Jobs and Banking
The Bank of England expects that house prices have seen the worst and that there are enough independent signals to indicate that the economy is in a position to grow into 2010.
The temptation to look into a few months of stable-to-mildly-rising house activity and to extrapolate this into a much sought after upswing seems to have found a home with the central bankers as well.
Unfortunately the news from Continental Europe is not so sanguine with whole economies apparently teetering on the brink of disaster.
Much as we like to think of Britain as an island unto itself, the fact is that we are inextricably linked to the fortunes of the rest of the globe and to Europe in particular. Not surprisingly as they are a mere 21 miles away as the crow flies.
The continued massive spending splurge of the Treasury and the BoE seems to be holding the dyke for the time being. However, the fear is that once the boy pulls his finger out of the leak the weight of accumulated debt will drag the UK economy back into the abyss.

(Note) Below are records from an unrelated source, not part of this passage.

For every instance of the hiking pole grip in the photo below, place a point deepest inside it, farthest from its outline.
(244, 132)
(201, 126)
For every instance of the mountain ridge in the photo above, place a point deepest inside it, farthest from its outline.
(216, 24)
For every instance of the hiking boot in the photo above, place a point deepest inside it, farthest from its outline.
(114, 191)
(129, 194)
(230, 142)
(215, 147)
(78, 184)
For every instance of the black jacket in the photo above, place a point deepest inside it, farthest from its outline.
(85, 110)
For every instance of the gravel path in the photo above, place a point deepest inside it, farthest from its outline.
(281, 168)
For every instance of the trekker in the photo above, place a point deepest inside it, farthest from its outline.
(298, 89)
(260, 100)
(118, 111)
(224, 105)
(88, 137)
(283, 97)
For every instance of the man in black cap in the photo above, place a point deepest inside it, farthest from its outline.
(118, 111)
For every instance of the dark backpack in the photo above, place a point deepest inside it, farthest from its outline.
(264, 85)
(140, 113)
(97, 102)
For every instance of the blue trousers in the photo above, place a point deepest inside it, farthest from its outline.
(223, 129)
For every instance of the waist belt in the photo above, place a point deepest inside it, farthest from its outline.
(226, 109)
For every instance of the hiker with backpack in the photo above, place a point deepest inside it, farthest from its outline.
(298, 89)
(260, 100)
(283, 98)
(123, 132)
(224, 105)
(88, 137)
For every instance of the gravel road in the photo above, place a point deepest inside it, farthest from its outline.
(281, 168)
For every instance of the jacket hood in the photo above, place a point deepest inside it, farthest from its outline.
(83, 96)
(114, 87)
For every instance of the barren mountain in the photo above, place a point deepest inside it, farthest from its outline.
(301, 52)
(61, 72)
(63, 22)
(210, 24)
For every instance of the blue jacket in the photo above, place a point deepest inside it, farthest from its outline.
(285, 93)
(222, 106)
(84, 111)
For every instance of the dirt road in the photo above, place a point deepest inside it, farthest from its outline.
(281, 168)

On the other side of the Atlantic the news was equally grim with a net 450K people losing their jobs in June. Whilst we can expect these blips on the upside, it is surprising to see that the start of the summer has seen such a cutback as this would normally be a good time for temporary holiday job prospects.
On the plus side those nice guys at Goldman Sachs etc seem to be doing very well indeed but there is a grim side to this piece of information as well. The unfortunate fact is that what business that is being transacted is being done, very much, in the bankers favour.
With the virtual destruction of the investment banks in the States the survivors are able to make far bigger margins on their deals simply because the clients now have few options. They are unable to play Goldman off against Citi or Merrills or Lehman etc.